Aktivis lingkungan dan juga mantan Ketua Mapala Pandeglang, Hendri, mengatakan, mengeringnya sumber mata air bukan disebabkan kawasan hutan lindung Gunung Karang gundul.
“Kalau hutan lindung Gunung Karang yang pas puncak itu masih aman. Yang menyebabkan sejumlah sumber mata air mengalami kekeringan kemarin itu karena cuaca ekstrem,” katanya.
Jadi, diungkapkan Hendri, terjadinya kekeringan hingga menyebabkan warga di lereng Gunung Karang mengalami kekeringan lebih disebabkan faktor perubahan cuaca.
“Bukan karena kawasan hutan Gunung Karang gundul, tapi cuaca ekstrem yang menyebabkan kekeringannya lebih cepat,” katanya.
Biasanya sungai tidak kering di musim kemarau, sekarang mulai kering.
“Hasil survei karena memang pemanasan global terlalu ekstrem. Suhu tahun ini lumayan panas,” katanya.
Lebih lanjut, Hendri menerangkan, secara umum kawasan Hutan Lindung Gunung Karang masih aman. Namun, perlu perhatian semua stakeholder terkait sangat penting dalam menjaga daerah sumber mata air.
“Harusnya dari pemerintah kabupaten, provinsi, dan pusat juga harus saling mendorong, bahu-membahu perbaikan lingkungan,” katanya.
Lingkungan sekarang banyak dialihfungsikan menjadi perumahan, tambang, dan tambak udang. Oleh karena itu, perlu diimbangi dengan penghijauan sebagai pengganti lahan telah dialih fungsikan.
“Konsep tata ruang harus benar-benar jangka panjang berkelanjutan.
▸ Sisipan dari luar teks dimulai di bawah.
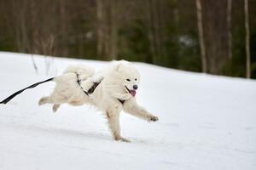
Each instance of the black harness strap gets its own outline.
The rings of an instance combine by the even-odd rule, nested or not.
[[[16,95],[18,95],[19,94],[21,94],[24,90],[26,90],[28,88],[35,88],[37,86],[38,86],[39,84],[42,84],[44,82],[49,82],[49,81],[52,81],[55,77],[52,77],[52,78],[49,78],[47,80],[44,80],[44,81],[42,81],[42,82],[36,82],[32,85],[30,85],[29,87],[26,88],[23,88],[21,90],[19,90],[18,92],[15,92],[15,94],[13,94],[12,95],[9,96],[8,98],[6,98],[5,99],[3,99],[3,101],[0,102],[0,104],[7,104],[9,100],[11,100],[13,98],[15,98]]]
[[[124,99],[118,99],[118,100],[119,100],[122,105],[124,105],[124,103],[125,102],[125,100],[124,100]]]
[[[93,85],[90,88],[90,89],[88,90],[88,92],[86,92],[82,85],[81,85],[81,79],[79,78],[79,73],[76,72],[76,75],[77,75],[77,82],[78,82],[78,84],[79,85],[79,87],[81,88],[81,89],[84,91],[84,93],[89,96],[89,94],[92,94],[94,92],[94,90],[97,88],[97,86],[102,82],[94,82]]]
[[[83,92],[89,96],[88,93],[85,92],[85,90],[84,90],[83,87],[81,86],[81,79],[79,78],[79,73],[76,72],[76,75],[77,75],[77,82],[78,84],[79,85],[80,88],[83,90]]]
[[[77,82],[78,82],[78,84],[79,85],[80,88],[83,90],[83,92],[87,95],[89,96],[89,94],[91,94],[95,89],[98,87],[98,85],[102,82],[94,82],[94,84],[90,87],[90,88],[88,90],[88,92],[86,92],[83,87],[81,86],[81,79],[79,78],[79,73],[75,72],[76,75],[77,75]],[[124,103],[125,102],[125,100],[123,100],[123,99],[118,99],[118,100],[122,104],[124,105]]]

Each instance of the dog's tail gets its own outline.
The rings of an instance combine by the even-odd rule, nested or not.
[[[42,82],[36,82],[27,88],[25,88],[21,90],[19,90],[18,92],[15,92],[15,94],[13,94],[12,95],[9,96],[8,98],[6,98],[5,99],[3,99],[3,101],[0,102],[0,104],[7,104],[9,100],[11,100],[13,98],[15,98],[16,95],[18,95],[19,94],[21,94],[24,90],[26,90],[28,88],[35,88],[37,86],[38,86],[39,84],[42,84],[42,83],[44,83],[44,82],[49,82],[49,81],[52,81],[55,77],[51,77],[51,78],[49,78],[47,80],[44,80],[44,81],[42,81]]]

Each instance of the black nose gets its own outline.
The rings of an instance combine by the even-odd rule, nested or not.
[[[137,90],[137,85],[133,85],[133,89]]]

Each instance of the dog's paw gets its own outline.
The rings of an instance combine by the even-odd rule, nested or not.
[[[149,122],[157,122],[158,121],[158,117],[152,116],[149,117]]]
[[[115,139],[115,140],[117,140],[117,141],[121,141],[121,142],[131,143],[130,140],[128,140],[127,139],[122,138],[122,137],[117,138],[117,139]]]

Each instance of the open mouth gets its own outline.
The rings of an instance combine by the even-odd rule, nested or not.
[[[133,97],[136,95],[136,91],[135,90],[130,90],[126,86],[125,86],[126,90],[132,95]]]

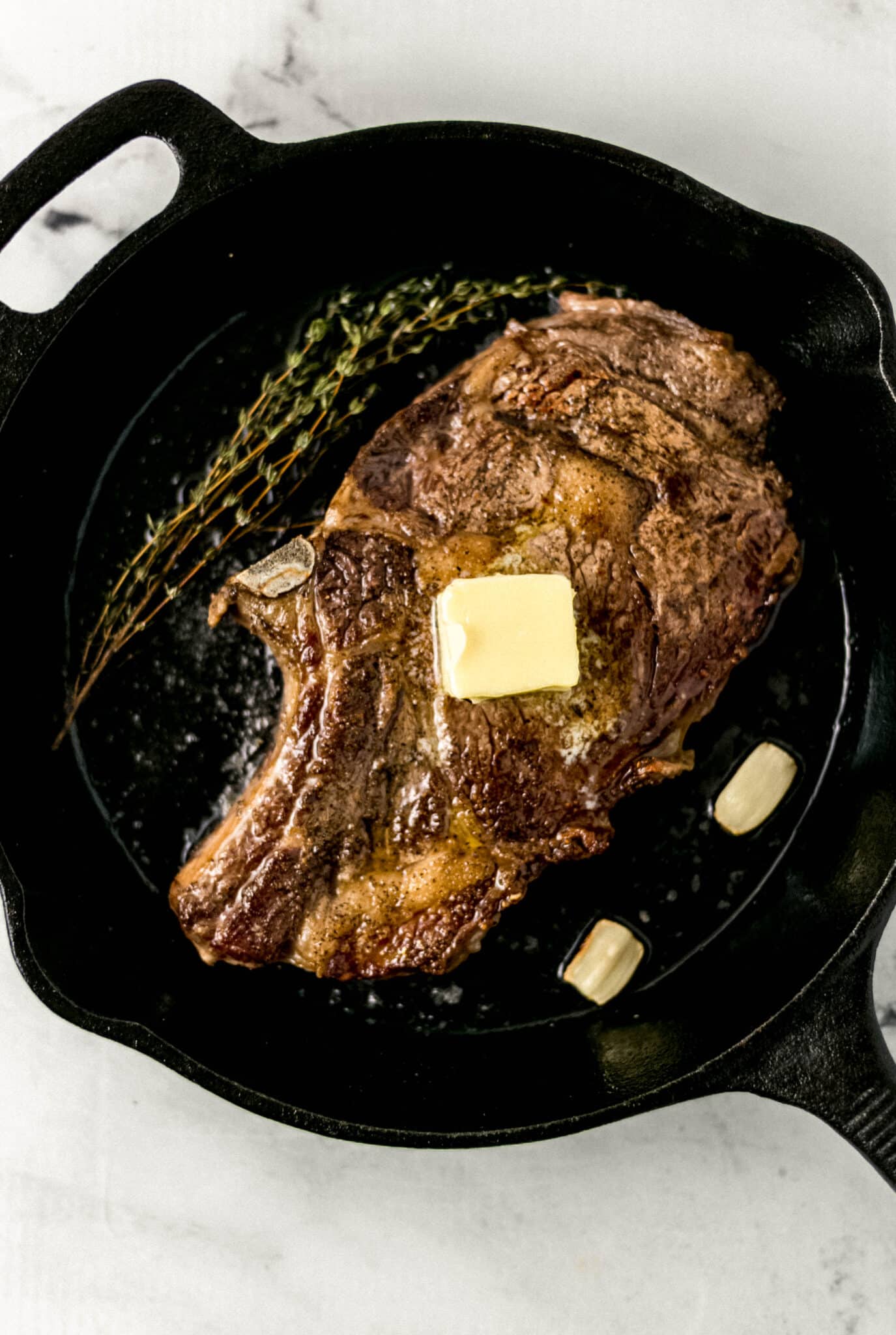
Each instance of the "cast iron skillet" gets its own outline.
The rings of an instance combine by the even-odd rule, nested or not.
[[[272,146],[164,81],[105,99],[16,168],[0,246],[138,135],[178,156],[171,204],[55,310],[0,310],[0,880],[28,984],[83,1028],[326,1135],[497,1144],[745,1089],[821,1116],[896,1184],[896,1071],[871,1001],[896,857],[896,358],[877,278],[819,232],[606,144],[437,123]],[[804,579],[693,732],[694,774],[622,804],[610,852],[546,874],[450,979],[207,969],[159,892],[184,830],[263,748],[276,682],[238,627],[203,630],[196,589],[51,752],[67,635],[320,294],[447,262],[598,274],[732,331],[788,396],[772,449]],[[438,355],[427,374],[459,351]],[[418,384],[397,380],[377,411]],[[312,502],[332,485],[322,474]],[[761,737],[800,778],[732,840],[708,804]],[[605,1011],[557,979],[600,914],[649,945]]]

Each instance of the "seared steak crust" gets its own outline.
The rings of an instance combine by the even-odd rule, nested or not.
[[[203,959],[441,973],[542,866],[600,853],[620,797],[690,765],[686,726],[796,578],[780,405],[728,336],[565,294],[386,422],[308,581],[212,602],[284,685],[271,754],[171,889]],[[435,594],[499,571],[573,582],[573,690],[437,689]]]

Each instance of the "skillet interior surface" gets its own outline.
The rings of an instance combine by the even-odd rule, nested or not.
[[[461,178],[462,192],[447,188]],[[401,214],[363,207],[398,182],[413,182]],[[0,837],[60,1009],[134,1021],[136,1045],[315,1129],[522,1139],[653,1097],[765,1021],[856,926],[893,856],[892,702],[880,700],[892,613],[875,593],[892,506],[880,328],[848,252],[708,199],[574,140],[349,135],[178,223],[69,322],[0,434],[20,631],[1,668],[17,744]],[[68,637],[146,513],[188,485],[323,294],[442,264],[600,276],[730,331],[788,399],[770,451],[795,489],[805,574],[690,733],[693,774],[626,800],[610,850],[546,873],[454,975],[371,987],[207,969],[166,890],[270,738],[264,653],[236,626],[204,626],[210,587],[264,539],[195,583],[51,753]],[[471,346],[397,371],[365,431]],[[322,467],[306,514],[359,443]],[[793,752],[799,781],[772,821],[732,840],[709,801],[761,738]],[[600,916],[648,944],[637,985],[604,1012],[557,977]]]

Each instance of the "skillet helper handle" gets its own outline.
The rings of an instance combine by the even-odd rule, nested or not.
[[[785,1007],[764,1031],[760,1053],[744,1053],[746,1069],[728,1088],[821,1117],[896,1189],[896,1063],[875,1013],[876,947],[863,945]]]
[[[60,190],[142,135],[160,139],[174,152],[180,168],[175,195],[51,310],[28,314],[0,302],[0,418],[52,338],[119,264],[148,236],[235,186],[246,167],[272,147],[180,84],[167,79],[131,84],[75,116],[0,180],[0,250]]]

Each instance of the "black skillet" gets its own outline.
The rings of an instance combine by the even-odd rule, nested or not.
[[[821,1116],[896,1185],[896,1069],[871,1000],[896,857],[896,358],[877,278],[819,232],[606,144],[446,123],[272,146],[164,81],[105,99],[16,168],[0,246],[138,135],[178,156],[171,204],[55,310],[0,310],[0,880],[29,985],[83,1028],[326,1135],[534,1140],[745,1089]],[[805,575],[693,730],[694,773],[622,804],[610,852],[546,874],[449,979],[208,969],[163,892],[263,749],[276,682],[238,627],[204,630],[195,587],[51,752],[67,637],[322,294],[443,263],[597,274],[732,331],[788,396],[772,449]],[[425,374],[467,350],[441,348]],[[366,427],[419,383],[395,379]],[[764,737],[797,756],[799,781],[734,840],[709,802]],[[598,1011],[557,971],[604,914],[649,949]]]

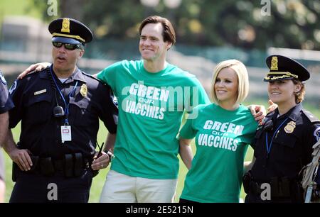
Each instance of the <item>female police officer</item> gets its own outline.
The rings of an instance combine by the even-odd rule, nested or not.
[[[269,82],[269,97],[279,107],[257,130],[255,162],[243,179],[245,202],[302,201],[299,173],[311,161],[314,135],[319,130],[319,121],[301,103],[305,94],[302,82],[310,74],[284,56],[270,56],[266,62],[270,70],[264,81]]]

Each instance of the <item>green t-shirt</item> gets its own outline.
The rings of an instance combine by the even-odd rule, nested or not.
[[[215,104],[201,105],[187,120],[179,137],[196,136],[196,153],[186,174],[181,198],[198,202],[239,201],[243,161],[257,123],[250,110],[235,111]]]
[[[176,179],[183,110],[208,103],[196,77],[167,64],[156,73],[124,60],[98,74],[117,96],[119,122],[111,169],[133,177]]]

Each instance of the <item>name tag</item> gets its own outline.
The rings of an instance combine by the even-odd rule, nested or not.
[[[71,141],[71,126],[61,126],[61,142]]]
[[[36,95],[46,93],[46,91],[47,91],[46,89],[41,89],[41,91],[34,92],[34,95],[36,96]]]

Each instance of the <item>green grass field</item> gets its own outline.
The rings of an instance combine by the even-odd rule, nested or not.
[[[267,106],[267,104],[265,103],[262,103],[259,101],[255,101],[255,104],[265,104],[265,106]],[[251,102],[245,103],[245,104],[251,104]],[[315,108],[314,106],[311,106],[308,105],[307,104],[304,104],[304,107],[309,110],[311,112],[312,112],[314,115],[316,115],[317,117],[320,117],[320,111],[319,108]],[[101,124],[100,123],[100,129],[98,133],[98,142],[100,144],[101,144],[102,142],[105,141],[106,135],[107,135],[107,130],[103,126],[103,124]],[[20,133],[20,125],[18,125],[16,128],[13,130],[14,133],[14,137],[15,138],[15,140],[17,141],[18,138],[18,135]],[[194,143],[192,145],[192,148],[193,150],[193,153],[195,152],[195,145]],[[3,150],[1,150],[3,151]],[[10,195],[12,191],[12,188],[14,187],[14,182],[12,182],[11,177],[11,161],[10,158],[8,157],[8,155],[4,152],[4,155],[5,156],[5,163],[6,163],[6,201],[7,202],[10,198]],[[252,159],[253,150],[251,148],[248,148],[247,155],[245,157],[245,161],[250,161]],[[90,191],[90,202],[95,203],[99,201],[100,194],[101,192],[101,190],[103,187],[103,184],[105,181],[105,177],[107,171],[109,171],[109,167],[100,170],[99,174],[95,177],[93,179],[92,185],[91,187],[91,191]],[[183,182],[184,179],[186,177],[186,174],[187,172],[187,169],[184,166],[183,163],[181,160],[180,160],[180,169],[179,169],[179,174],[178,174],[178,187],[176,190],[176,202],[178,201],[178,199],[180,197],[180,195],[181,194],[182,189],[183,188]],[[244,199],[245,196],[245,193],[243,191],[243,190],[241,191],[240,197]]]

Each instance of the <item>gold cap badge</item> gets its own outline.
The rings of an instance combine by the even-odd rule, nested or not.
[[[278,70],[278,57],[272,57],[272,59],[271,59],[270,70]]]
[[[82,85],[81,85],[80,94],[82,96],[86,96],[87,92],[87,85],[83,84]]]
[[[61,32],[70,33],[70,20],[68,18],[63,18]]]
[[[296,123],[294,121],[290,121],[284,127],[284,131],[287,133],[291,133],[293,132],[293,130],[294,130],[295,128],[296,128]]]

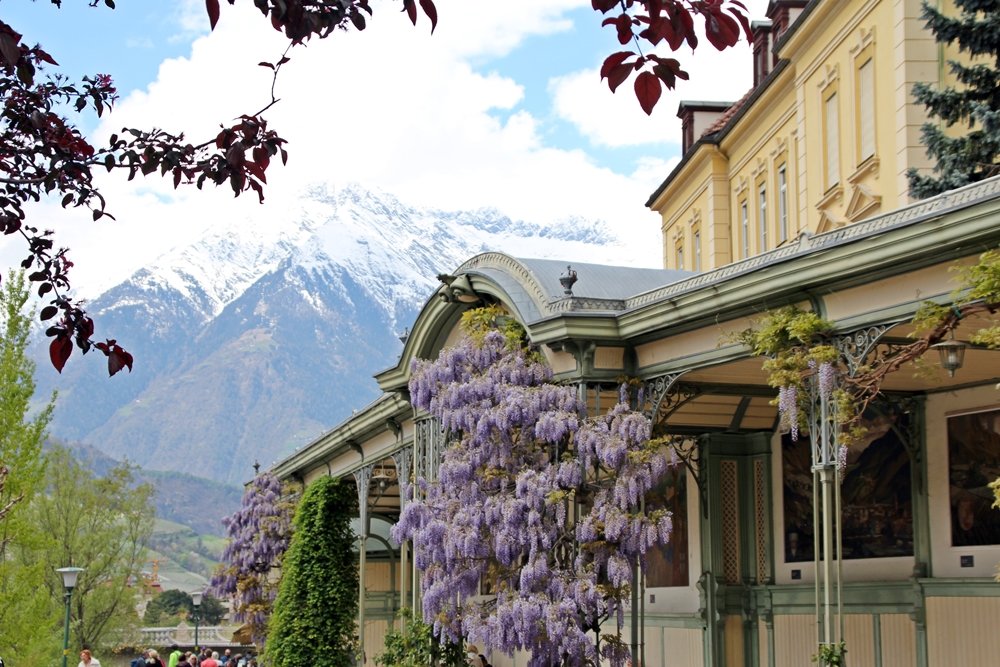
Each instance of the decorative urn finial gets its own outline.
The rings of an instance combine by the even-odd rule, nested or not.
[[[573,296],[573,285],[576,283],[576,271],[569,264],[566,265],[566,272],[559,276],[559,284],[563,286],[563,294]]]

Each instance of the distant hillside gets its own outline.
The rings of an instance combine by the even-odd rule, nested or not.
[[[68,446],[73,455],[97,475],[107,474],[119,463],[95,447],[81,443]],[[243,496],[243,489],[238,486],[187,473],[139,469],[137,478],[152,484],[156,490],[154,504],[158,519],[180,524],[202,536],[224,536],[222,518],[239,508]]]
[[[157,519],[143,569],[148,575],[155,569],[163,590],[202,589],[219,565],[225,545],[222,537],[199,535],[187,526]]]

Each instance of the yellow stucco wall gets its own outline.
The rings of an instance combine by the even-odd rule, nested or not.
[[[927,665],[995,665],[1000,656],[1000,598],[930,598]]]
[[[945,4],[947,9],[951,3]],[[957,55],[937,45],[920,14],[920,0],[816,5],[782,44],[785,69],[739,112],[717,145],[693,149],[653,202],[662,218],[664,266],[690,270],[700,254],[700,270],[706,271],[783,243],[782,167],[787,239],[906,204],[906,170],[929,165],[920,142],[927,115],[913,102],[913,84],[953,83],[944,62]],[[746,67],[751,66],[748,54]],[[862,99],[870,101],[867,107]],[[863,113],[866,108],[872,113]],[[870,150],[860,139],[869,117]]]

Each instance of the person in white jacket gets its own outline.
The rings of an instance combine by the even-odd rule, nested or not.
[[[80,651],[80,664],[77,667],[101,667],[101,661],[95,658],[89,648]]]

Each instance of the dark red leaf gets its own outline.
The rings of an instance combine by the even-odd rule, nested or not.
[[[712,46],[722,51],[739,41],[740,26],[725,14],[710,12],[705,15],[705,36]]]
[[[420,8],[431,20],[431,34],[433,35],[434,28],[437,27],[437,7],[434,6],[434,0],[420,0]]]
[[[417,3],[416,0],[403,0],[403,11],[410,17],[410,22],[417,25]]]
[[[208,10],[208,22],[215,30],[215,24],[219,22],[219,0],[205,0],[205,9]]]
[[[640,72],[635,78],[635,96],[646,115],[653,113],[653,107],[660,100],[660,80],[652,72]]]
[[[261,169],[260,165],[256,162],[246,163],[247,171],[250,172],[258,181],[261,183],[267,183],[267,176],[264,174],[264,170]]]
[[[128,368],[128,372],[132,372],[132,355],[118,347],[117,345],[112,345],[111,350],[106,353],[108,355],[108,375],[114,377],[115,373],[123,368]]]
[[[49,360],[57,371],[62,373],[66,360],[73,353],[73,341],[69,336],[56,336],[49,343]]]

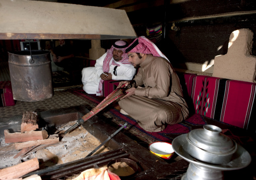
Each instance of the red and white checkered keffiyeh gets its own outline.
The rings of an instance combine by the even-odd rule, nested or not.
[[[152,54],[154,56],[161,57],[169,60],[151,41],[144,36],[135,39],[126,50],[126,52]]]
[[[107,50],[107,55],[105,58],[105,59],[103,61],[103,72],[108,72],[109,71],[109,67],[111,65],[114,66],[120,66],[119,64],[116,64],[115,63],[114,61],[112,61],[112,63],[111,65],[109,64],[110,63],[111,59],[113,58],[113,51],[114,49],[115,49],[117,50],[122,51],[123,53],[122,54],[121,57],[122,59],[118,61],[119,63],[121,63],[122,64],[130,64],[131,63],[128,62],[128,60],[129,59],[129,57],[127,55],[127,53],[125,53],[125,50],[128,47],[128,44],[126,41],[117,41],[111,46],[111,48],[108,49]],[[103,80],[101,79],[100,81],[100,83],[99,85],[99,88],[97,91],[97,94],[99,95],[102,95],[102,84],[103,83]]]

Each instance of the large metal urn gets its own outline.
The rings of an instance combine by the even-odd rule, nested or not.
[[[205,125],[172,141],[174,151],[190,162],[183,180],[223,179],[224,170],[244,168],[249,164],[249,153],[228,136],[222,129]]]
[[[37,101],[53,96],[51,61],[48,51],[9,52],[9,64],[13,97]]]

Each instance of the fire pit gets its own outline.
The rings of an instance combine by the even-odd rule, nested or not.
[[[69,121],[76,121],[89,112],[85,107],[81,106],[51,110],[38,112],[37,114],[41,122],[44,122],[48,127],[52,127],[61,126]],[[4,119],[6,122],[13,121],[13,123],[8,124],[6,123],[0,126],[0,135],[3,135],[4,129],[9,129],[10,132],[18,130],[20,127],[20,122],[19,124],[19,121],[20,121],[21,118],[22,116],[20,116],[19,117]],[[106,123],[106,120],[95,116],[83,123],[81,127],[86,129],[99,141],[103,142],[116,130]],[[17,123],[15,123],[15,122]],[[41,124],[41,126],[44,125]],[[23,177],[37,174],[43,179],[64,179],[68,177],[72,179],[72,177],[75,177],[85,170],[107,166],[109,162],[118,158],[130,159],[136,162],[138,165],[138,170],[136,173],[129,177],[122,177],[122,179],[156,179],[164,178],[170,174],[174,174],[175,176],[185,172],[184,170],[188,165],[188,163],[183,159],[178,161],[174,161],[173,159],[169,161],[165,161],[121,132],[113,137],[104,145],[110,150],[70,162],[38,170]]]

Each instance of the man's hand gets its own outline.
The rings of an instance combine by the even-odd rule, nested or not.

Misalnya untuk daerah resapan dam sumber mata airnya harus dijaga,” katanya.
Kemudian, pemerintah mewajibkan setiap pihak alih fungsi lahan hijau menjadi bangunan atau kegiatan industri harus melakukan penghijauan. Bila perlu beli atau kontrak lahan gundul untuk penghijauan.
“Terus perusahaan pemanfaat air juga harus turut serta berkontribusi. Dengan melakukan penghijauan di daerah hulu sungai atau mata air,” katanya.
Misalnya saja, Perumdam Tirta Berkah Pandeglang, kemudian obyek wisata CAS, DM, Pemandian Cisolong, Pemandian Curug Goong.
“Dan masih banyak lagi, dimana mereka selalu pemanfaat air untuk berkontribusi nyata dalam menjaga kelestarian lingkungan dan sumber mata air agar jangan sampai mengalami kekeringan,” katanya.